Vertigo. Sen ne güzel komşumuzdun Kim Novak abla! 30 yıl arayla iki kere izledim, sonuç değişmedi: Her defasında "depresyona" girdim. Dizi de tavsiye edeyim: BBC yapımı "River". İnsanın boğazına ayva takılmış gibi yaşamak böyle mi iyi gösterilir! Sayın Dücane Cündioğlu'nu taklit ederek "aforacak" olursak, şöyle bir aforizma yazabiliriz: Depresyonda olmak, deplasmanda olmaktır.
16. Batı'yı ve Doğu'yu nasıl tanımlarsınız?
Sarışın-esmer. (Gülüyor) Başıma bir şey gelmeyecekse, bu ayrımların çok ilgimi çekmediğini itiraf edebilirim. Tanpınarvari cümleler, mesela "Doğu oturup beklemenin yeridir" gibi "aformalardan" etkilenmiyorum sanırım. Josephine'den mektup bekleyerek ömrünü heder eden Napolyon batılı değil doğulu, Fransız değil Türk'tü sanırım? (Gülüyor)

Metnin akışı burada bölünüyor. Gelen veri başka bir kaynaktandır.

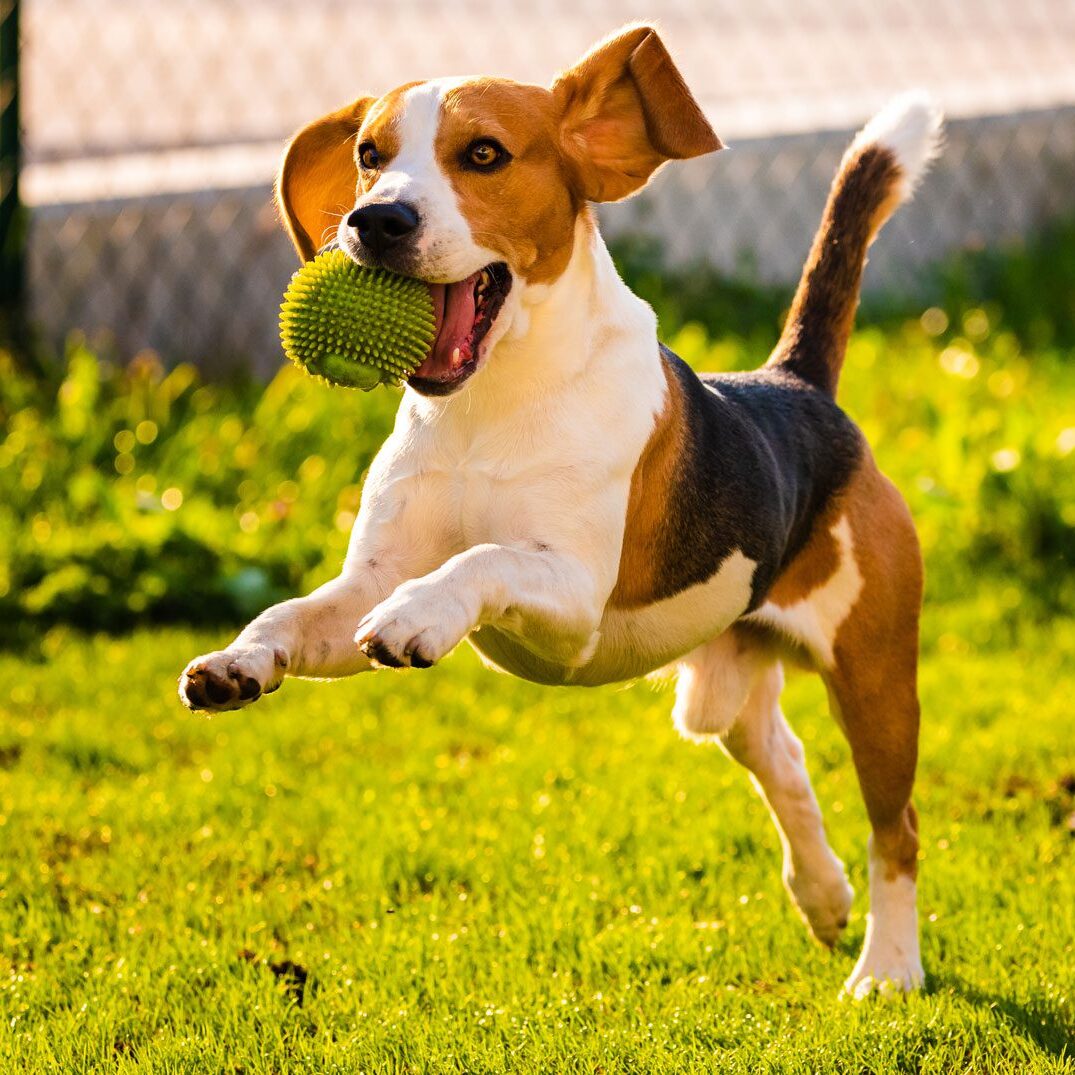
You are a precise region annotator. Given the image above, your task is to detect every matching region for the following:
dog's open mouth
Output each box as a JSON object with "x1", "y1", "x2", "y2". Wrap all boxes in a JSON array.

Entelektüellerin bir türlü doyamadığı doğu-batı gibi kavramlar yerine, kuzey ve güney daha çok dikkatimi çekiyor. Sonuçta kavramlar, zihnî, yani zihin mahsülüdür, hayalidir, itibaridir. Var olduğuna inanırsan vardır, itibar ettiğin müddetçe yaşarlar. Gerçek dünyada meridyen ve paralel, doğu ve batı yok, bizim zihnimizde varlar. "Kurtuluşumuz Nordik İslam'ında" diye başlıklar atarak konuşalım, daha keyifli olur.
17. Yaşayabileceğiniz en mutlu an.
Karlı dağlar, dibi görünen berrak sular.
18. Siz şimdi gittiğiniz o şehri çok sevmişsinizdir. Biraz anlatsanıza.

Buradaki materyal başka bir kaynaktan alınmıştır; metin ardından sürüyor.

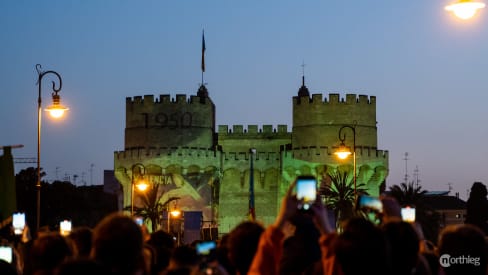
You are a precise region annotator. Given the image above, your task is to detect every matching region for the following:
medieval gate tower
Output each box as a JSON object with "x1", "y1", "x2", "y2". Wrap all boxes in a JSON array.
[{"x1": 114, "y1": 80, "x2": 388, "y2": 233}]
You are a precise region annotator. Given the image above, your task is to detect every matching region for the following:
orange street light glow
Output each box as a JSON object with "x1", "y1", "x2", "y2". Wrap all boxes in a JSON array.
[
  {"x1": 170, "y1": 209, "x2": 181, "y2": 217},
  {"x1": 136, "y1": 181, "x2": 149, "y2": 192},
  {"x1": 445, "y1": 0, "x2": 485, "y2": 20},
  {"x1": 334, "y1": 145, "x2": 351, "y2": 159},
  {"x1": 46, "y1": 94, "x2": 69, "y2": 118}
]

Nedense, aklıma Freiburg geldi. İçinden su arkları geçen, tarihi bir üniversite şehri. İçimde ukdedir, keşke o şehirde güzel hatıralarım olsaydı. Şuna inanırım, bir şehir size geç kaldığınızı hissettiriyorsa, neden daha önce gelmedim dedirtiyorsa, nalet güzel bir şehirdir.
19. Bize bir nasihat vermenizi istesek...
Ben ve nasihat! "Gençlere nasihat etmenin zararları" diye konferanslar vermiş kişiyim ben.
Yapmaya çalıştığım şeyi paylaşabilirim: Kendi sorularının peşinden git. Başkalarına basit, komik ve saçma gelse de.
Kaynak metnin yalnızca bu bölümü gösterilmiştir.